The film itself, which he describes as “a post-apocalyptic fairy tale,” was very difficult to make. “It’s easy to read it on paper, how these guys went through this and that, this and that, but when you actually have to do it, it was like climbing the great wall of China,” Falcon said. When the time came to film the final fight, between Buddy and Death, the prop swords were somehow left in the prop truck, which then left. Luckily, Death was being played (for the fight) by Liu Boa, the China Sword Champion, who had trained in the same sword style as Falcon. “We shot the first half of it with real swords, and then after that the prop truck arrived and we could go back to prop swords,” Falcon said. The film crew was terrified that someone would be injured, but the scene went off without a hitch.
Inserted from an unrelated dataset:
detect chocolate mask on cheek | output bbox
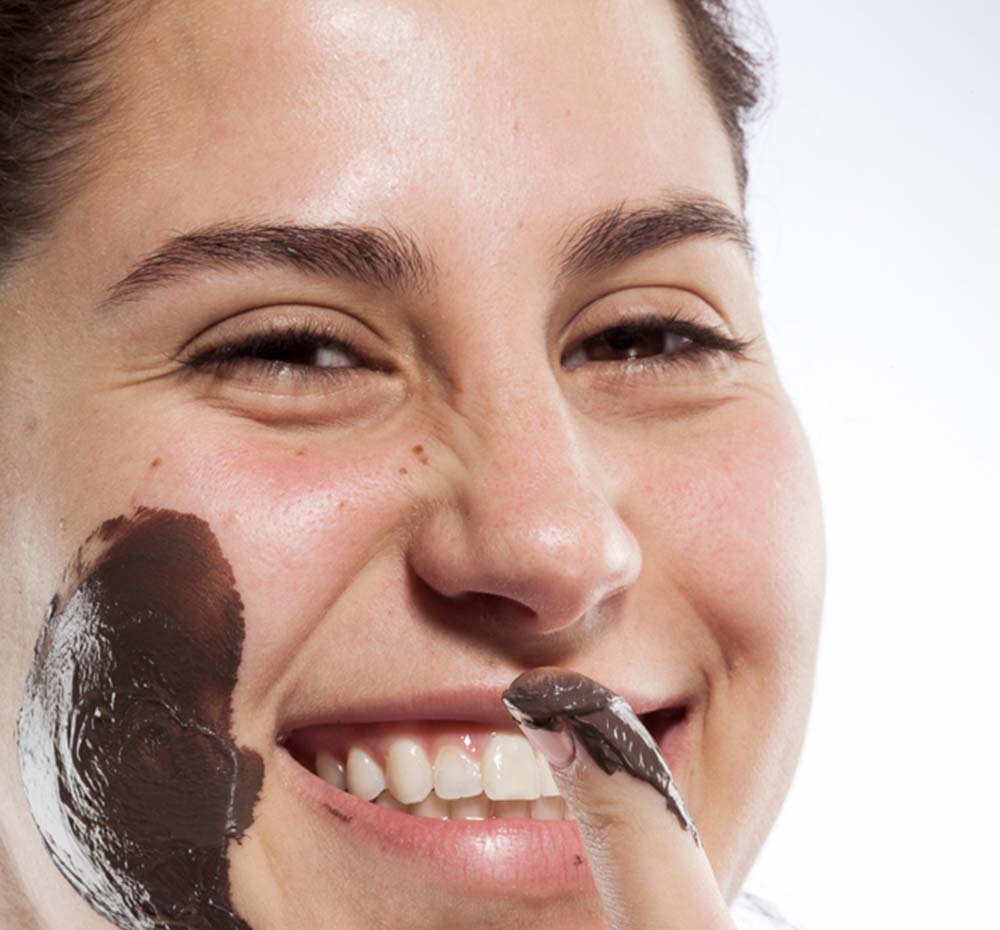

Some action sequences were barely choreographed at all. Towards the end of the film, Buddy takes on one of the last remnants of the Russian Army (which had conquered America forty years before the film begins). Since it was getting late, Falcon merely talked the extras through the sequence, and then did the scene. “We did that scene in two takes… it was totally adlibbed,” he said. That method is one Falcon is used to, however: “with the action in Hong Kong, we tend to do that a lot because you get a lot of natural feel from the action if you don’t rehearse it… it gives the action a much better feel.’
Falcon’s next project is one he’s working on with Mungia, a film called Offing Santa. He describes it as “kind of a twisted, surreal, comical version of Christmas. … the mob, they all own Christmas now, they own all the department stores, and stuff, and they’re trying to assassinate Santa to get rid of the competition.”
When asked if he had any advice for the actors-in-training in Occidental’s theatre department, Falcon said, “do it for fun, and do it, and have fun when you’re doing it, and enjoy what you’re doing. And if you want to do it professionally, do it equally like that, because when you go out there, it can become a meathouse from what I hear.” He adds, “when it becomes no fun, if it’s not fun to do that, don’t do it. “Cause it ain’t worth it. … This industry just tears apart people. I don’t say actors, ’cause actors are people first, and a lot of people forget that.”
“That’s the thing to have in life,” Falcon concludes seriously, “enthusiasm in anything you do, and you’ll be succesfful. Enthusiasm was the sheer source of fuel that drove the making of Six-String Samurai, let me tell you. There were several times we thought about, ‘let’s go home, it’s 120 degree heat, I’m tired of sleeping in a sleeping bag, a tent! I’m tired of wearing this Buddy outfit!’ – which I wore, by the way, for eight months and never washed!” When it was pointed out that the battered tuxedo his character wears has a very realistic post-apocalyptic look, he said, “yes, very realistic. Especially for the cheerleader in the post-apocalyptic bar. She said, ‘damn, Jeff, you smell!'”
Six-String Samurai is still in theatres, so catch it while you can… and remember the words of Director Lance Mungia: “if you see it and the sound is low, it shouldn’t be low – tell them to turn it up!!”